Julia acknowledges that she writes about exactly that: people who don’t have the knack.
“They’re people who live outside the norms of society. Not necessarily in the way you or I would perceive that, i.e. a person who lives on the streets or who’s involved in drugs. They’re people who live outside the norms. They simply don’t lock into it somehow. Personally,” she adds, almost as a throwaway, “I think it’s a trick of the light. It’s very difficult to explain this but sometimes I think I see the entire world out of the corner of my eye. I see very clearly what’s going on but only out of the corner of my eye.”
I’d interpreted the phrase differently; felt it was more to do with expectations and transience. She considers this for a while.

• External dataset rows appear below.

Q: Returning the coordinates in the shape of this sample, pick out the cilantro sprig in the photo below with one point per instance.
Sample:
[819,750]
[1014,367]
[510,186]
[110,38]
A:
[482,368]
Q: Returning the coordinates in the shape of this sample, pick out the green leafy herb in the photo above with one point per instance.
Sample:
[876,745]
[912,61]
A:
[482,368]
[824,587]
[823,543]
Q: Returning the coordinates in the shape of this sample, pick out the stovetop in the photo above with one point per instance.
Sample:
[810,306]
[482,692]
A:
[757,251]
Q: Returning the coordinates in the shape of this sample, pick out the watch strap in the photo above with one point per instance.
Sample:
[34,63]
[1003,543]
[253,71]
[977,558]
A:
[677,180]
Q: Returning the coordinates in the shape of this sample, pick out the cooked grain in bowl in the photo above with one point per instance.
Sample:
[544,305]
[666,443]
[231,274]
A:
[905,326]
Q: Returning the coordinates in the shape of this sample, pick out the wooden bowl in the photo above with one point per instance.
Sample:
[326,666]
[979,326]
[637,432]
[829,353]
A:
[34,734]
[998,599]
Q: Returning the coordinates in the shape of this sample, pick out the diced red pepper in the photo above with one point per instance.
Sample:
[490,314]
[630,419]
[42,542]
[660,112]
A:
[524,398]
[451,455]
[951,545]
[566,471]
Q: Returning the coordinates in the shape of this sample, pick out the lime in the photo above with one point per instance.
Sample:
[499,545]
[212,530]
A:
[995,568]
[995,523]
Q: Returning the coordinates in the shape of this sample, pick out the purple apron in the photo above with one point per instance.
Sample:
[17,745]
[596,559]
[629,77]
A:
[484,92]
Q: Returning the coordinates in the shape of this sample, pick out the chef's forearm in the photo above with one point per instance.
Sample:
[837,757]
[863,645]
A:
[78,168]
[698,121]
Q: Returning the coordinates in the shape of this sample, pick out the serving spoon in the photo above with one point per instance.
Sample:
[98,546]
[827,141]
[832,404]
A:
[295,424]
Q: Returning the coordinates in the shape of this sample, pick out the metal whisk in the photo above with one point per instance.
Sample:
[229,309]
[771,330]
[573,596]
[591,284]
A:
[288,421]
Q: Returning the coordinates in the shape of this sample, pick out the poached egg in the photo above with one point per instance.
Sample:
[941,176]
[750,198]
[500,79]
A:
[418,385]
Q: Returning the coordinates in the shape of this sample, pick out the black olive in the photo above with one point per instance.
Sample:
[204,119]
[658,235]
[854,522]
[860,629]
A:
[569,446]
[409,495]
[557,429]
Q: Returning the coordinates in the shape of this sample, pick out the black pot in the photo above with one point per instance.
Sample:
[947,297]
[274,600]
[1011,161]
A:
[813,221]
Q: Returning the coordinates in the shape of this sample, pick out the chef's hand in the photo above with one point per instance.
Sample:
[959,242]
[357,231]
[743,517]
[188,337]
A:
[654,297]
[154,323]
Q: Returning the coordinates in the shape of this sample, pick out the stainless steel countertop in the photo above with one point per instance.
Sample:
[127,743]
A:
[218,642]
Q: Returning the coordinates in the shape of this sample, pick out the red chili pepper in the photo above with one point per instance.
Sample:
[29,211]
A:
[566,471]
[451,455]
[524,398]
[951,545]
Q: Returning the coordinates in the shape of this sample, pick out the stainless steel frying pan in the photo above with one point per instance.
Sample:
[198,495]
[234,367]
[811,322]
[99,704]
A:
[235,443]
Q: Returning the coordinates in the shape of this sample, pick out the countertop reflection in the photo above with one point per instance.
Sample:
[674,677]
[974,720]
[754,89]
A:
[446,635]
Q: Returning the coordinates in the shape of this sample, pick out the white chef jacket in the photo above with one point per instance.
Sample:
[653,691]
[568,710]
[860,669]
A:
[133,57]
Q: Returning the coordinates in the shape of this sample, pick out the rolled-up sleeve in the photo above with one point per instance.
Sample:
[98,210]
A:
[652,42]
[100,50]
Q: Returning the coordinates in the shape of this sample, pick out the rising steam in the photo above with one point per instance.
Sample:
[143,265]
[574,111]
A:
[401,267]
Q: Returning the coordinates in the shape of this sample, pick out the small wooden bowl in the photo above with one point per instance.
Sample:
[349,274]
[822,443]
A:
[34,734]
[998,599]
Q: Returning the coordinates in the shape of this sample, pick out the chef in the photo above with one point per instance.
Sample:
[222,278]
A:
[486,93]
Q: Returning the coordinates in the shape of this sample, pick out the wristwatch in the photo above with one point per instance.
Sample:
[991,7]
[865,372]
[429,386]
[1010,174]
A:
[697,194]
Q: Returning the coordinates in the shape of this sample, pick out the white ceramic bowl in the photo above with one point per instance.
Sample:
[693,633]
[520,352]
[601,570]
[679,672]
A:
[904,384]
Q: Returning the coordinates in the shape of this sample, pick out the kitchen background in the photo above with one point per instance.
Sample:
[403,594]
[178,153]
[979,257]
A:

“For any one of us, it would take very little to completely demolish our world - our security and our happiness. Our perception of ourselves as being safe. Of nothing – or very little – being able to shatter. It’s so false. It can be gone in the blink of an eye. For all of us.”
It would be too trite to say that Dancing with the Uninvited Guest lays the ghost of Terry Flaherty. For Julia, it’s dedicated to the memory of his life.